The American was much maligned. It is a great movie. It suffers only from its marketing campaign.
It was promoted as an action thriller in which George Clooney plays George Clooney.
But it actually is an art house flick in which George Clooney embodies an archetype. It is the type of movie that used to be called a "procedural." Clooney is the loner. The sophistication of the enterprise is verified by the ratings aggregators: much higher reviews from critics than audiences, a sign of the discrepancy between experts and everyone else.
The director, Anton Corbijn, has a new movie coming out. (It stars the late Philip Seymour Hoffman, the best actor of his generation -- his excellence allowed him to span an incredible age range in characters, among other demonstrations of brilliance.) It is a good moment to comment on Corbijn's narrative debut. (He also did a docudrama.)
The American presents a simple story. Clooney plays Jack, also known as Edward, dubbed "Mr. Butterfly" for the tattoo between his shoulder blades.
He has no past and no future; he lives for the moment. We know not whether he is a hero or a villain. He wants out.
We ascertain he is involved with underworld machinations. They are what they always are: a double cross.
In the first few moments, the American is shown with a lovely "friend" whom, after they encounter a killer, he must eliminate, presumably because she is a witness -- to quite a bit. He dispatches her with the cool and calm that, as much as it is exalted in theory, must be abhorrent in practice.
Then he drives away.
The rest of the movie concerns his retreat to the Italian countryside. He meets a courtesan, whom he seems to fall for (his motivations remain opaque throughout); he discusses business with his handler (also a relationship obscure); and he agrees to take an assignment for a female killer who is even more sexually aroused than his lover (though he is such the professional he doesn't betray awareness of the attraction).
The count of violence and sex, for a movie of two generations later, is on par with any 1970s paranoid thriller. In addition to the opening sequence, there are two false alarms, one chase, the testing of the gun (which could go terribly wrong), and a culminating shootout. There are multiple scenes of female nudity. It's all staged with the utmost realism. There is reverence for as well as detachment from character and drama; there is no spectacle to speak.
If you are familiar with the original Day of the Jackal, an exemplar of cinematic classicism, The American makes it seem frenetic. The testing of the gun is superior to a similar scene in the remake, The Jackal, because it relies on exquisite anticipation rather than crude gore.

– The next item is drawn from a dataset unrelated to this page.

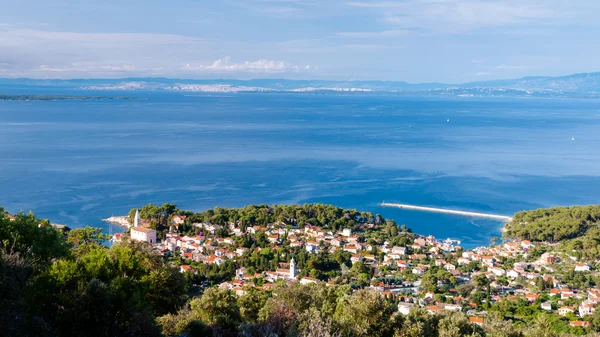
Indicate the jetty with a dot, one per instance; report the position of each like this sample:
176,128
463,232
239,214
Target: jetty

This is a testament to the virtues of restraint.
The problem with the movie, to descend to calling it a problem, is that most of it depicts a life alone. Clooney is portrayed working out on his own, conversing with a priest who is curious about newcomers to town, and manufacturing a silencer for a high-powered firearm. (If you peruse the internet forums dedicated to weaponry, you will see a mix of admiration for the technical detail that is depicted with ridicule for the errors about muzzle velocity -- as if movies were to be accepted for their verisimilitude. The gun itself is merely a modified version of what would be available to anyone in America for under a thousand dollars.)
The images are presented with the clarity of honesty. A viewer always knows who is where; the editing does not enhance the action with a veil of shadowy jumpiness. Clooney is business like. The movie is too.
There are contrasting examples of cinematic excellence. Tinker, Tailor, Soldier, Spy is a contemporaneous cerebral thriller marketed as such. It also was critically acclaimed. But with its who's who ensemble cast, deliberate pacing, inside baseball machinations, and epic scope, and predecessor mini-series, Tinker did not surprise ticket-buyers. They entered the darkened cinema knowing they would be treated to an all but forgotten Cold War era of spies and counter-spies, shrouded in jargon and cigarette smoke. Trust no one; go to Budapest; meet your demise -- without ever realizing it was all about the pointlessness of geopolitical balance.
Perhaps we prefer our nihilism with the veneer of ideology.
The American, thus, shows how important expectations are. It is a movie about the expectations an assassin can rightly have about his colleagues, the expectations a client should have about a prostitute and vice versa, the expectations those who confess might have about the clergy, and, ultimately, the expectations of an audience toward a work of art.
It has a moral. Expectations serve no purpose but to be disappointed.